§ 3 NVG, Allgemeine Leitlinien

§ 3 NVG
Landesgesetz über den öffentlichen Personennahverkehr (Nahverkehrsgesetz - NVG)
Landesrecht Rheinland-Pfalz
Titel: Landesgesetz über den öffentlichen Personennahverkehr (Nahverkehrsgesetz - NVG)
Normgeber: Rheinland-Pfalz
Amtliche Abkürzung: NVG
Gliederungs-Nr.: 924-8
Normtyp: Gesetz

(1) Der öffentliche Personennahverkehr soll bedarfsorientiert zu einem integrierten Gesamtbedienungsangebot mit aufeinander abgestimmten Fahrplänen und Tarifen entwickelt werden.
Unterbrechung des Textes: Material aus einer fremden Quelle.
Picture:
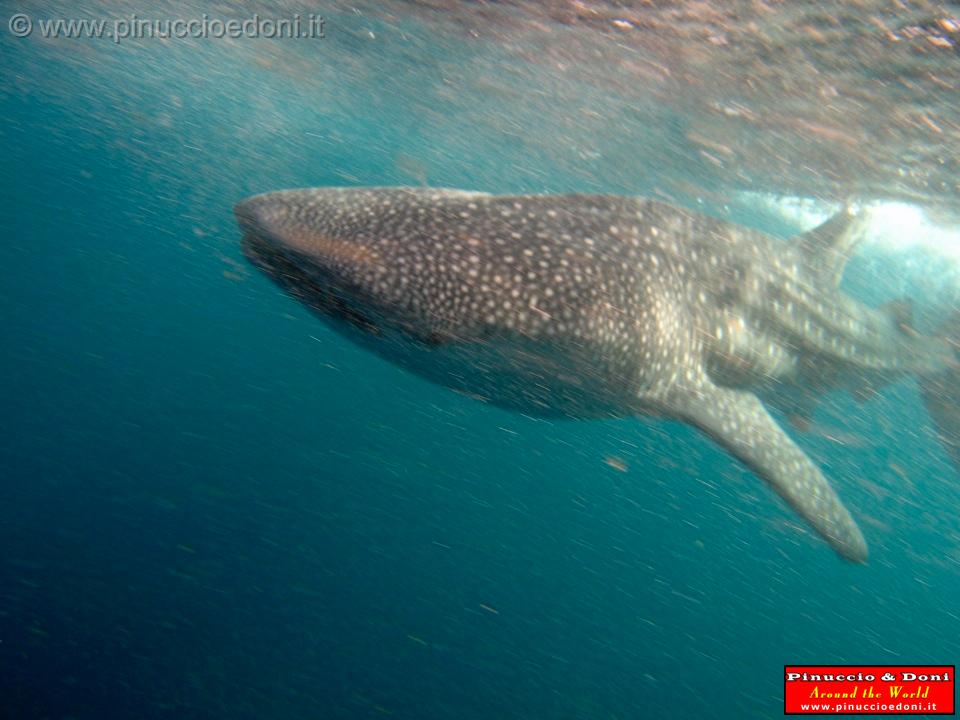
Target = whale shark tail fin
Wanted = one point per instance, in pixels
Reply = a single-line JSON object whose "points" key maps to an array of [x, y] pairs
{"points": [[828, 246], [941, 392]]}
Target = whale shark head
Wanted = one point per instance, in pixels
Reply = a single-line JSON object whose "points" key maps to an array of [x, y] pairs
{"points": [[363, 260]]}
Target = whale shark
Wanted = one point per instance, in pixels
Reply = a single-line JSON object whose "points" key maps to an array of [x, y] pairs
{"points": [[594, 306]]}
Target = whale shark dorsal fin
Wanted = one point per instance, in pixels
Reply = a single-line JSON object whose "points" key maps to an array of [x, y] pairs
{"points": [[829, 245], [738, 421]]}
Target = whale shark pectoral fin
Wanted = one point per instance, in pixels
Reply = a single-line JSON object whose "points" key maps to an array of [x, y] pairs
{"points": [[829, 245], [739, 422]]}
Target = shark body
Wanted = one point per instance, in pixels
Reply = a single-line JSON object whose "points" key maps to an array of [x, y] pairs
{"points": [[588, 306]]}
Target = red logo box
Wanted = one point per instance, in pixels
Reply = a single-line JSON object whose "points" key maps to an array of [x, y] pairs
{"points": [[868, 689]]}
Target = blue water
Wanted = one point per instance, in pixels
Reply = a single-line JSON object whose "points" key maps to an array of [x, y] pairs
{"points": [[213, 507]]}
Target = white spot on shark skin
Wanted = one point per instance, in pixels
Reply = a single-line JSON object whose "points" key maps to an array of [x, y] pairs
{"points": [[536, 304]]}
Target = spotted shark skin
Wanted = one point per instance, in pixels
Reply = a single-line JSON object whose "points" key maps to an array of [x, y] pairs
{"points": [[591, 306]]}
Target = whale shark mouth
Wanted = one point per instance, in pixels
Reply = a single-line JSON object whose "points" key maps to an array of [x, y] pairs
{"points": [[305, 282]]}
Der Schienenpersonennahverkehr soll das Rückgrat des öffentlichen Personennahverkehrs bilden.

(2) Die Erhaltung und der bedarfsgerechte Ausbau des Schienennetzes sind zu fördern. Es ist anzustreben, dass die Leistungsfähigkeit der Schieneninfrastruktur unter Ausschöpfung technischer und betrieblicher Verbesserungsmöglichkeiten so entwickelt wird, dass ein möglichst wirtschaftlicher Betrieb erreicht werden kann.

(3) Die Angebote des Schienenpersonennahverkehrs sollen grundsätzlich so entwickelt werden, dass eine Verknüpfung der Schienenverbindungen in den Knotenpunkten, eine flächendeckende integrierte Taktbedienung und eine angemessene Ausweitung der Verkehrsbedienung in den Tagesrandzeiten sowie an Wochenenden gewährleistet sind. Die Angebote des übrigen öffentlichen Personennahverkehrs sollen auf den Schienenpersonennahverkehr ausgerichtet und mit ihm verknüpft werden.

(4) Die Berufs- und Schülersonderverkehre sollen so weit wie möglich in die Angebote des öffentlichen Personennahverkehrs überführt werden.

(5) In verkehrsschwachen Räumen und zu verkehrsarmen Zeiten sollen alternative Bedienungsformen, wie insbesondere Personennahverkehrsdienste auf Abruf mit Kleinbussen, Taxen und Mietwagen zu einer ergänzenden oder wirtschaftlicheren Gestaltung der Angebote des öffentlichen Personennahverkehrs genutzt werden.

(6) Beim Ausbau der Infrastruktur des öffentlichen Personennahverkehrs ist anzustreben, dass neben der Erhaltung und dem Ausbau der Verkehrswege Schiene und Straße die Anlagen des öffentlichen Personennahverkehrs, wie Bahnhöfe, Zugangs- und Umsteigeanlagen, Park-and-ride-Anlagen, Bike-and-ride-Anlagen und Haltestellen so ausgebaut werden, dass sie den Anforderungen an eine attraktive öffentliche Verkehrsbedienung entsprechen.

(7) Bei der Planung und Ausgestaltung der Verkehrsinfrastruktur, der Beschaffung von Fahrzeugen des öffentlichen Personennahverkehrs und der Gestaltung der Angebote des öffentlichen Personennahverkehrs sollen die Belange von behinderten und alten Menschen, von Kindern, von Familien mit Kindern und von Frauen besonders berücksichtigt werden. Soweit die in Satz 1 genannten Bereiche noch nicht barrierefrei gestaltet sind, sollen sie schrittweise entsprechend den allgemein anerkannten Regeln der Technik so weit wie möglich barrierefrei umgestaltet werden.

(8) Die Anforderungen an die Gestaltung des öffentlichen Personennahverkehrs sollen auch bei den die Landesgrenzen überschreitenden Angeboten des öffentlichen Personennahverkehrs grundsätzlich beachtet werden.